Ties between the two sides deteriorated after Tokyo nationalized part of the resource-rich islands in 2012.
China maintains that it has indisputable sovereignty over the islands. The Japanese government, instead, regards them as a part of its territory.
Abe and Chinese President Xi Jinping have met numerous times over the last few years on the sidelines of international events, but neither of them has so far been hosting the other.
Japan, a key US ally in Asia and the world’s third-biggest economy, is concerned to be the next target of US trade war.
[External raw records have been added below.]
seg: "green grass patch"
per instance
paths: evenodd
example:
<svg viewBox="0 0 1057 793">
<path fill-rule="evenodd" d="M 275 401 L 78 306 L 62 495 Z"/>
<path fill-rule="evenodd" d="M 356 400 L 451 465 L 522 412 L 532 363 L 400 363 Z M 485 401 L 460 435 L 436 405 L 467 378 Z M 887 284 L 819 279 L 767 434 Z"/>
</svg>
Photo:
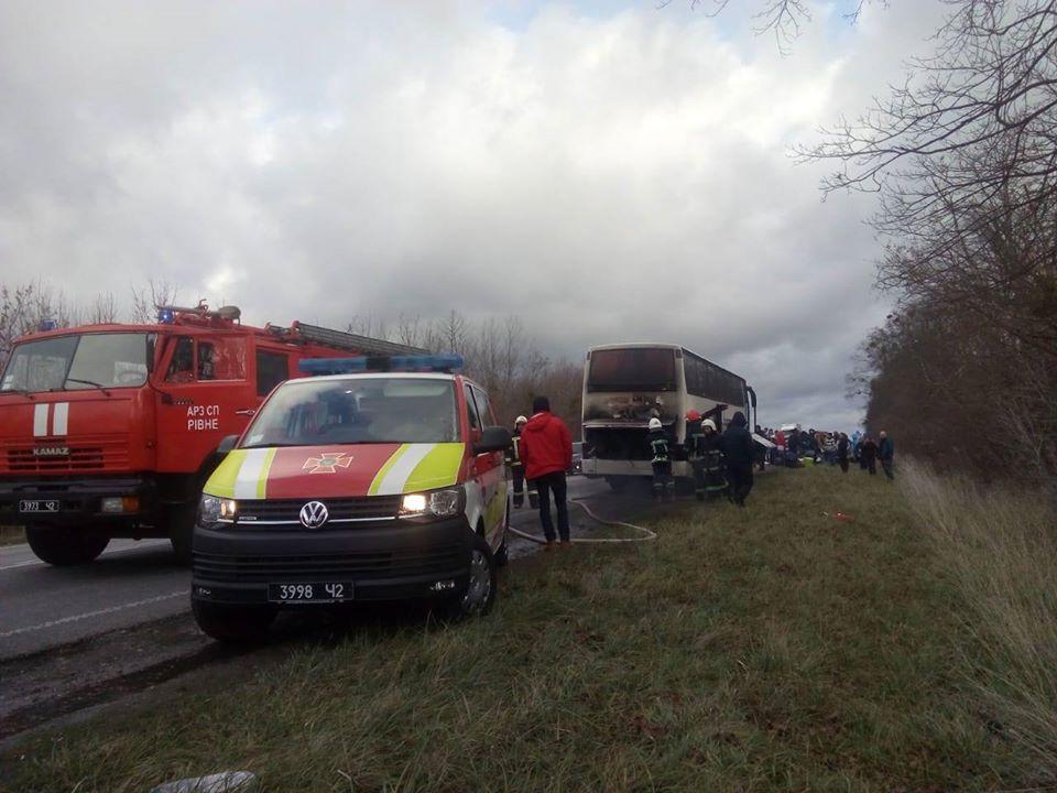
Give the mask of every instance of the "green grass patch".
<svg viewBox="0 0 1057 793">
<path fill-rule="evenodd" d="M 686 503 L 653 525 L 654 543 L 515 564 L 480 622 L 306 647 L 239 686 L 43 736 L 4 773 L 112 793 L 224 769 L 275 793 L 1015 786 L 897 488 L 782 470 L 747 510 Z"/>
<path fill-rule="evenodd" d="M 0 526 L 0 545 L 18 545 L 25 542 L 22 526 Z"/>
</svg>

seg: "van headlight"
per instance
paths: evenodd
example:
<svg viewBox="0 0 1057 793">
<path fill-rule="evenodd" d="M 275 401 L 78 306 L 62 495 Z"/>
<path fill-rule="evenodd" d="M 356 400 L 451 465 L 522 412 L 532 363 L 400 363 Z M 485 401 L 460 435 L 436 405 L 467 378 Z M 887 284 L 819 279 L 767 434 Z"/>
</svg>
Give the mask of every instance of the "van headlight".
<svg viewBox="0 0 1057 793">
<path fill-rule="evenodd" d="M 198 502 L 198 523 L 201 525 L 213 525 L 220 522 L 233 523 L 238 512 L 239 504 L 235 499 L 203 495 Z"/>
<path fill-rule="evenodd" d="M 454 518 L 466 509 L 462 488 L 407 493 L 400 502 L 400 517 L 407 520 Z"/>
</svg>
President Donald Trump who has already taken aim at China over what he describes as trade imbalances has frequently complained about a “very high deficit” with Japan, as well.
Describing “his good relations with the Japanese leadership,” to the Wall Street Journal last month, Trump said, “Of course that will end as soon as I tell them how much they have to pay.”
A thaw in relations between Beijing and Tokyo has been raising prospects for the world’s biggest regional free-trade deal, known as Regional Comprehensive Economic Partnership (RCEP), which is backed by China.
The 16-nation pact, which involves China, Japan, Australia, India, New Zealand, and South Korea, along with ten members of the Association of Southeast Asian Nations (ASEAN), has been under negotiation for years but a deal has yet to be reached.
Any progress on a deal, however, would depend on cooperation between the world’s second- and third-biggest economies, China and Japan.